Un hombre busca a su enemigo más antiguo, a quien le destrozó la vida y, pese a eso, ha dado sentido a su labor al frente del servicio secreto británico durante muchos años. Smiley busca a Karla, el que manda en los espías soviéticos, desde que un día lo conoció, lo tuvo a su alcance y lo dejó escapar. Cada uno alza mentiras, dirige a hombres, da órdenes a un lado y al otro del telón de acero para defender una manera de entender la libertad y el poder, una idea de civilización. Son dos hombres que no se parecen, que no se valen de los mismos métodos, que se combaten ciegamente, obsesivamente. Hasta que uno de los dos caiga.
John Le Carré y Ross Macdonald son los dos grandes estilistas de la novela criminal. En La gente de Smiley encontramos a Le Carré en uno de sus mejores momentos creativos. La novela está escrita en estado de gracia, y en ella podemos encontrar párrafos y frases para releer una y mil veces. El escritor maduro halla su materia, la domina y crea con confianza y sabiduría. Y, ante todo, con algo parecido al amor, a un sentimiento limpio que está en todas las líneas de todo el libro, resplandeciente, vibrante, como una sonrisa sincera y afectuosa: el milagro ocasional de quien hace justo lo que tenía que hacer y lo siente, lo sabe, lo disfruta. Porque La gente de Smiley es un placer para el lector, para cualquier tipo de lector que lee despacio y asimilando sin prisas, que vuelve una páginas atrás para paladear de nuevo el hallazgo de un adjetivo inusual junto a un sustantivo conocido o una meditación de un narrador de tercera persona cálido y humano, tan humano como todos sus personajes.
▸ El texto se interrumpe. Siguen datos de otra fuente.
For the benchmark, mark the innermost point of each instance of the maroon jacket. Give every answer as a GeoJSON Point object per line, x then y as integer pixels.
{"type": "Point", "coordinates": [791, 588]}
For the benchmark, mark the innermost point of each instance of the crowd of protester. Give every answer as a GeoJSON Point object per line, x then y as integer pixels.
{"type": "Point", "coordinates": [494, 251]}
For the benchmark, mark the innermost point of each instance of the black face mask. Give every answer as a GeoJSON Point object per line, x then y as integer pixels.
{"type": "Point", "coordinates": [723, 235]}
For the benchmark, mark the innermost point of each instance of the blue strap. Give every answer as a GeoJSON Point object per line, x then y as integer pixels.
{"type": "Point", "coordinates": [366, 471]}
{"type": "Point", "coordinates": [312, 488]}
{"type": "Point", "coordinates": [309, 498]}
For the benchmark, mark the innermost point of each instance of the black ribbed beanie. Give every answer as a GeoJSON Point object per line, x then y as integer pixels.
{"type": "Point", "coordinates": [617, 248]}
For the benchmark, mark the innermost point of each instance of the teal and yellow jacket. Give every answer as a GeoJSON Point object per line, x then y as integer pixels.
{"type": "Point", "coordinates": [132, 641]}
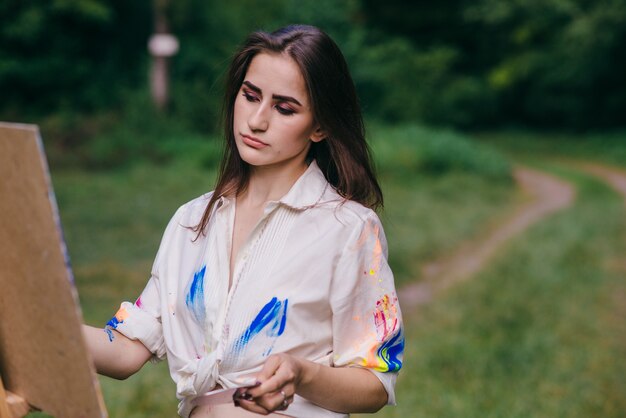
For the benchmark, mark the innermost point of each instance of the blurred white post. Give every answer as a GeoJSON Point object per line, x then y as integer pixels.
{"type": "Point", "coordinates": [161, 45]}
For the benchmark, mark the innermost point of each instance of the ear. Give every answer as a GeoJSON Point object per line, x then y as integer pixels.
{"type": "Point", "coordinates": [318, 135]}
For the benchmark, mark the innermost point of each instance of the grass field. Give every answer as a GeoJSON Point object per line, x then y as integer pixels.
{"type": "Point", "coordinates": [539, 333]}
{"type": "Point", "coordinates": [113, 221]}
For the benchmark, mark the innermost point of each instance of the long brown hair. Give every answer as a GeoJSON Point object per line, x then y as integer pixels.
{"type": "Point", "coordinates": [343, 155]}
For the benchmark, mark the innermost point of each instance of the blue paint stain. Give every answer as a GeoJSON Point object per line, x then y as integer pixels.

La economía de medios en el despliegue de la trama resulta admirable en esta admirable novela. Le Carré no desperdicia el tiempo del lector planteándole trampas innecesarias, no lo lleva por vericuetos imposibles y antinaturales. Centra su acción en mostrarnos a un viejo espía gordo, que actúa con prudencia y es viejo y está ya fuera del servicio activo pero vuelve a trabajar cuando se produce el asesinato de uno de sus antiguos agentes. Involucrado casi más sentimentalmente que por otro motivo en las averiguaciones subsiguientes, vislumbra la posibilidad de llegar hasta el mayor enemigo de su país, de Occidente, y se pone en marcha. Pausado, astuto, calculándolo todo milimétricamente, obviando la violencia aunque acercándose con sus métodos cada vez más a los usados por su viejo enemigo, que tanto aborrece, Smiley no se altera mientras avanza hacia el momento más esperado de toda su vida, se recrimina a sí mismo en silencio, duda de él y de quienes están con él, habla poco y espera. Y no deja de dar pasos en la única dirección que marcan los acontecimientos. Y así Le Carré expone ante el lector a un personaje complejo, creíble, único, inimitable, mediante un narrador en tercera que no teme cederle la palabra a medio párrafo, que transcribe fielmente sus pensamientos, que no es sólo una voz de timbre único, sino varias voces que integran, explicitan, se acercan a la implosión controlada y nunca abandonan uno de los tonos más auténticamente pausados y nunca pesarosos que este lector ha enfrentado en su larga existencia ante los libros. Y así Le Carré eleva la novela de espías a arte de primera magnitud con su pulso de orfebre, a literatura de alta calidad, e inscribe La gente de Smiley en la nómina de las imprescindibles del género y de la época. Pues es una novela que está muy por encima de las escritas por casi todos los que están en el género negro y, como obra maestra que es, se codea sin ningún rubor con las mejores de los más destacados autores, más laureados autores vivos.